People do have different reasons for taking up genealogy. If you’re like me you it’s because you want to become acquainted with your ancestors, what they did and how they fit into the fabric of history. If you’re a professional genealogist it may be because you like to solve mysteries for others in search of ancestors and enjoy working out puzzles.
If you’re lucky enough to go back 20 generations you “could find 2,097,152 ancestors. I’m inclined to agree that this is highly unlikely. Even with the best professionals working for you it would be impossible to find them all.
I consider myself lucky that I’ve found one of my family lines goes back to 1623 and three that go back to the 1700s. These finds do include documentation and do not count family legends.
According to the article, in a thousand years one might find “many persons duplicated many times in your ancestry. You would also realize how truly we are all members of “the family of man,” as we are all related to each other multiple times.” Although this may be true it’s way too complicated for me to visualize.

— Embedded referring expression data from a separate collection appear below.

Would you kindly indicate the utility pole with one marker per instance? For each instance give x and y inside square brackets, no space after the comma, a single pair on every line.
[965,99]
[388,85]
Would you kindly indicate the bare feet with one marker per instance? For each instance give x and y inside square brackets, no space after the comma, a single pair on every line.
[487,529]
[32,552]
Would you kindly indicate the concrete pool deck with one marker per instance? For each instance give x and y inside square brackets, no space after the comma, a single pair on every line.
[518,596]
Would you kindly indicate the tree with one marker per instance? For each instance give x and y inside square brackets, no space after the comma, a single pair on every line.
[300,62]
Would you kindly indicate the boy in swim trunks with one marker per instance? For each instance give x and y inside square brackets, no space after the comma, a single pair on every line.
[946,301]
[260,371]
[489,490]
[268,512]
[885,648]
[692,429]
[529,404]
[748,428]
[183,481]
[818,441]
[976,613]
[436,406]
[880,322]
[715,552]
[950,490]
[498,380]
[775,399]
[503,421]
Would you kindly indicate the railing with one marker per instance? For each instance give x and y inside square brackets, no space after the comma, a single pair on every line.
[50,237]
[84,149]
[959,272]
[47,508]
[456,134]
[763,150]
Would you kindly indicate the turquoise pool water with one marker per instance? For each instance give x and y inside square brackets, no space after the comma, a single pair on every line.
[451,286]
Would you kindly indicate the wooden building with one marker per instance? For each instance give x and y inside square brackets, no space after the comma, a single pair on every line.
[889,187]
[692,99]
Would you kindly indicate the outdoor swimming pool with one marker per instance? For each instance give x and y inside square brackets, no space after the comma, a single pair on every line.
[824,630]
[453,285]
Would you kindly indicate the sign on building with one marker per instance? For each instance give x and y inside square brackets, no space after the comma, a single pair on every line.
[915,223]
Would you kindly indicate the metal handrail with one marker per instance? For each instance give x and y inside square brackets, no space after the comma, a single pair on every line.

“Writing in the Atlantic Monthly recently, author Steve Olson quotes Joseph Chang, a Yale University statistician, who describes the mathematics of ancestry as “. . . exceedingly complex, because the number of our ancestors increases exponentially, not linearly.””
It was amusing to read that the sure fire way to have find out about your ancestry free of charge is to run for office, or that an incredible number of ancestors means we are “all descendants of Charlemagne, British royalty, Mayan princesses, Aristotle, and most any other ancient historic figure you’d like to be related to.” Most of us agree that this is ridiculous and don’t care about being descended from Charlemagne etc. (no disrespect intended).
As is the case with most other claims, “the key words to watch for are likely, perhaps, probably, possibly, may be, etc. These qualifiers always accompany dubious claims.”